What is the is mid point between knowing you have done a good job and not really giving a toss about it beyond a justified sense of of personal satisfaction?
That is a great question. Is there a middle point between our socially compliant displays of humility and irritating (in context) manifestations of one's accomplishments? I do not think the question is as immediately salient as one might imagine at first blush.
Let me explain. For some insane reason, in our Wikipedia World, if we for instance are engaged in a dispute about how celestial navigation works, a person who actually is a celestial navigator and has employed it to sail around the world is supposed to keep silent about this during the discussion. The fact that they have first hand experience, renders them now inadmissible as a participant, in the eyes of the Wiki-faker. One must either cite an academic reference, or employ rhetoric as their argument artifice. All material must come from official (and of course suitably humble) sources. In other words, highly conflict-of-interest induced, academia. (Hence the business apothegm "Those who cannot do, teach.")

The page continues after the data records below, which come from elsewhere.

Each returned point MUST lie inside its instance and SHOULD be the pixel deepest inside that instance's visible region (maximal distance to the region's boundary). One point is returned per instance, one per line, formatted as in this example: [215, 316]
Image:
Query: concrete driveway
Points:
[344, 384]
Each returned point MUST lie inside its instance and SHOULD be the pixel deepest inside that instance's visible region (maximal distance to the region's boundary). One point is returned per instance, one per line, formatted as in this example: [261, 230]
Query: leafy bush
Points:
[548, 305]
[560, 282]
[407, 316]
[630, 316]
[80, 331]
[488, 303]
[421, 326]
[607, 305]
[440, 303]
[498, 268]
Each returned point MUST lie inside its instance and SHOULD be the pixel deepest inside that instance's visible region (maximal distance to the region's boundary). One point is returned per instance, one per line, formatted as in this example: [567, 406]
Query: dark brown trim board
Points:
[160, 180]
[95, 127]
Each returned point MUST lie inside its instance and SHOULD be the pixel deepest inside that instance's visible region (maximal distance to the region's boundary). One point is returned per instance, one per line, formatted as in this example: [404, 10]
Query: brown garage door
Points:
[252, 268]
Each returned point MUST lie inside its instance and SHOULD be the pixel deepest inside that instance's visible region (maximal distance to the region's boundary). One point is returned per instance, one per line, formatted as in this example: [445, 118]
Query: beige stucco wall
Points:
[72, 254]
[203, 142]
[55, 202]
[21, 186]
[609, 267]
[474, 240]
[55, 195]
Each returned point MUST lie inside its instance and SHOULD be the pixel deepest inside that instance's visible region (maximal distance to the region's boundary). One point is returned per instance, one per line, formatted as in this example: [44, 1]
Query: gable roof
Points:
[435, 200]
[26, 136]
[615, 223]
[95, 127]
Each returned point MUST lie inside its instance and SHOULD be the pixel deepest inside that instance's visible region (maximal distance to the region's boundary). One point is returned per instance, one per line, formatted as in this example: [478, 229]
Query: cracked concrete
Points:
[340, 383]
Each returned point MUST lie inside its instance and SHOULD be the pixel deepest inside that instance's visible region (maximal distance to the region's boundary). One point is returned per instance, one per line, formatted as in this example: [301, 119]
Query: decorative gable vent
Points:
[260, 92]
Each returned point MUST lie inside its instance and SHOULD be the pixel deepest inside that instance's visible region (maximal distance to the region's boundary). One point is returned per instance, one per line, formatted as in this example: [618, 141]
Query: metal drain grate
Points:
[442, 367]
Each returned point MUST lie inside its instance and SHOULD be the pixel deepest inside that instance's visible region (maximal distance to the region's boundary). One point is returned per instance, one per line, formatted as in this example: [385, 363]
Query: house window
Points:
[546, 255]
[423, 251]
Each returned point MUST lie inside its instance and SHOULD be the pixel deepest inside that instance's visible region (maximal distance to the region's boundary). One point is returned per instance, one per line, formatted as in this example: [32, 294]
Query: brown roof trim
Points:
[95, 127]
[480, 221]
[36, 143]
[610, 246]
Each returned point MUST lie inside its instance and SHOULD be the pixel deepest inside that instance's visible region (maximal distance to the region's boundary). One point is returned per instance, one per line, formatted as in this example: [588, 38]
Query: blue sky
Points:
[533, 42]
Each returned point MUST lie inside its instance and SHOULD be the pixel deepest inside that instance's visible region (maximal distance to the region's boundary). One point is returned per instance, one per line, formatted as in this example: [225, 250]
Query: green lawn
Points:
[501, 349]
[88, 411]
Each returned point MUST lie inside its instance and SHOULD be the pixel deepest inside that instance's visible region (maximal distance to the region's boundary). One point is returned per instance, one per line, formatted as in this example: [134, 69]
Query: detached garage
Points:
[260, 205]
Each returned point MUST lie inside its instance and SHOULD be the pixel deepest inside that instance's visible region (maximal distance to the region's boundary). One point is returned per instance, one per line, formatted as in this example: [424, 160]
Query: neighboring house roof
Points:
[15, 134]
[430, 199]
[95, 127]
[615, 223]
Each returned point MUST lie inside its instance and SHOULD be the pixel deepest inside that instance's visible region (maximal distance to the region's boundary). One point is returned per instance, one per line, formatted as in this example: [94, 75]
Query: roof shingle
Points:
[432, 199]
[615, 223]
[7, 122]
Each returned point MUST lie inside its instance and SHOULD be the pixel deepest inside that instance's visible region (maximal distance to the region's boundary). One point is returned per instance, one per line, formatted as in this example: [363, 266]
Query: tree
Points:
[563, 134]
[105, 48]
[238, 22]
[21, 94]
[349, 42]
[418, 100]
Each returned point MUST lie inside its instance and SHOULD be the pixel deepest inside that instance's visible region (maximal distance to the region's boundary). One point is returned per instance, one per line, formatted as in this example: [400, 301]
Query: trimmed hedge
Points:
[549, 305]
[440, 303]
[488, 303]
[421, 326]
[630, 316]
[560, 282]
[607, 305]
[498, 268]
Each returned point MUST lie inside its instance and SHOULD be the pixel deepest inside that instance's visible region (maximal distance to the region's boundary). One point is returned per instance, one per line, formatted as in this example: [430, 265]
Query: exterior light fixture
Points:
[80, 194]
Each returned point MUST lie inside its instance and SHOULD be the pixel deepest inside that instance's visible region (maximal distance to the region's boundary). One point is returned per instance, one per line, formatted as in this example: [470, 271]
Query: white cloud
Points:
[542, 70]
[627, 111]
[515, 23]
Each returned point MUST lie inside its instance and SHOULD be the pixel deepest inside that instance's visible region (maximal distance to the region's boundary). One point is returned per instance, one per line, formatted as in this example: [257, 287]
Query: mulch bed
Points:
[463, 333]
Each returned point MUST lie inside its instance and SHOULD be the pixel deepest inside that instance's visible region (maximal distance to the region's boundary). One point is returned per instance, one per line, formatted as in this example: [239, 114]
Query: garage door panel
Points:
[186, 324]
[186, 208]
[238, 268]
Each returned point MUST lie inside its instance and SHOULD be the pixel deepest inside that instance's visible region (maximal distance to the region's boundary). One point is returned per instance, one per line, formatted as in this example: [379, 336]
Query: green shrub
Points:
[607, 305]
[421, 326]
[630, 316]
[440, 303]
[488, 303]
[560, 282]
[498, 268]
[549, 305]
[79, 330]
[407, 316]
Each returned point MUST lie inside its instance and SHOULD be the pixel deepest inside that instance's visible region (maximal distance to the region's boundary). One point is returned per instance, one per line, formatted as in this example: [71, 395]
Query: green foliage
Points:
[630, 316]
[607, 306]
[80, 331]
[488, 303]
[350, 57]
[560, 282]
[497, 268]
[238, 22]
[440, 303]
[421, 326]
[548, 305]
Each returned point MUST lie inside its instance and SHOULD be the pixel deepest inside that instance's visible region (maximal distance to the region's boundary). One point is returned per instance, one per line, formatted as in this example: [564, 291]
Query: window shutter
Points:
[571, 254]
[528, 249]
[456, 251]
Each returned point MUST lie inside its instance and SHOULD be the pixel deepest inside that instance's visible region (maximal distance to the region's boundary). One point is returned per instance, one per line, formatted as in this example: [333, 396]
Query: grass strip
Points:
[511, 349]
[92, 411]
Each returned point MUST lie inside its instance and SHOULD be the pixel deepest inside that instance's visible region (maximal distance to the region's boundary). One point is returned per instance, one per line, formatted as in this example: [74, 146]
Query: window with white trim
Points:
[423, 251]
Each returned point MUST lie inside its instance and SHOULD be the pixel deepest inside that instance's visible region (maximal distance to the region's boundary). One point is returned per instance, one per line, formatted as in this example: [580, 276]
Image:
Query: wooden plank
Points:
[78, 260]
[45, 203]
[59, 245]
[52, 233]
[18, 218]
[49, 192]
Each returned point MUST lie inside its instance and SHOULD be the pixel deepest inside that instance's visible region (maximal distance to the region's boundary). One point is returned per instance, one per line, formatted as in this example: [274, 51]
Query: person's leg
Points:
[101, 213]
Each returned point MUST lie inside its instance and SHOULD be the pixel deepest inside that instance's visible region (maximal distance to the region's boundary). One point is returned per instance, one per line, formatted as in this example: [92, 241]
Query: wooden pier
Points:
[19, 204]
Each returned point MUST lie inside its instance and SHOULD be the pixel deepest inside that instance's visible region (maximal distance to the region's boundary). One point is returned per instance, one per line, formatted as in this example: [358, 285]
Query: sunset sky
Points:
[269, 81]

This social principle is exactly the reason why we are huddled into a small forum here today. Fakers, posing in retail store mannequin humility, inside an integral miasma of lack in genuineness. This 'displacement of the genuine/first hand' bears the negative outcome of social pressure to conform, and results in a high degree of ignorance with regard to many critical or foundational subjects such as spirituality and man's origins.
My point was that the ASD person, despite being an annoyance, is genuine if anything. I suppose La Rochefoucauld's point, and I agree with this, is not to be consumed over where others fall upon this pride-fake humility spectrum, as it was to encourage focus upon a person's genuineness. That falls along a different continuum. It is very easy to cast and portray a humble person in a movie - but very difficult to cast and portray a genuine person. The reason is precisely because the former can be play-acted, while the latter usually can not.
A 'humble' person who uses the social perception of humility to mock in punishment, is not genuine... it is a form of a most intense, quiet, seething, extreme in pride. La Rochefoucauld Pride. Humility is displayed in how one instinctively treats others (watch for the subtleties of the 'act'), and not in how one appears to regard self.